Beim Brüten ist der Reiher gerne in Gesellschaft. Er baut hoch oben in Wipfeln von Laub- und Nadelbäumen bis zu einen Meter große Nester in Kolonien – am liebsten in den Nestern des Vorjahrs, die er nur noch ausbessern muss. Der Anblick von bis zu hundert wackelig wirkenden Behausungen ist beeindruckend, aber nicht überall willkommen. Bauen die Vögel zum Beispiel ausgerechnet über einem Friedhof, ist Ärger vorprogrammiert. In der Brut- und Nistzeit machen die grazilen Gestalten Tag und Nacht Krach und Dreck. Nicht auszuschließen, dass während einer Beerdigung nicht nur Baumaterial und Vogelkot von oben kommt, sondern auch Essensreste oder Jungvögel, die aus dem Nest fallen. Nachwuchs, der die ersten Wochen schafft, wird schnell groß und ist bereits nach sieben bis acht Wochen flügge.

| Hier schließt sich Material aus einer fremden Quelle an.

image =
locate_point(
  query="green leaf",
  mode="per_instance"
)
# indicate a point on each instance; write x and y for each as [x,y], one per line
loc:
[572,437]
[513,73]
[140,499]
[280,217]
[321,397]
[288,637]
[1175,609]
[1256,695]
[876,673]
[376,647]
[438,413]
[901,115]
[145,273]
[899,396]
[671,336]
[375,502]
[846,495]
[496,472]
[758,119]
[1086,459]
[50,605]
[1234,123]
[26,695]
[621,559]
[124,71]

Aasgeruch während der Brutzeit

Bis dahin ist es aber ein schwerer Weg, denn die Kleinen haben es am Anfang ihres Lebens nicht leicht. Nicht nur Stürze aus großer Höhe enden für sie tödlich. Auch im Nest sind sie nicht sicher. Reihereltern versorgen ihre Jungen, indem sie die Beute zunächst in den Schnabel der Kleinen erbrechen. Später wird dann sprichwörtlich auf den Boden oder auf die Nestränder gereihert. Wer nicht schnell genug ist, geht leer aus. Von fünf Vögelchen überleben im Durchschnitt nur drei. In dicht bebauten Reiherwald-Kolonien erkennt man die Brutzeit am Aasgeruch.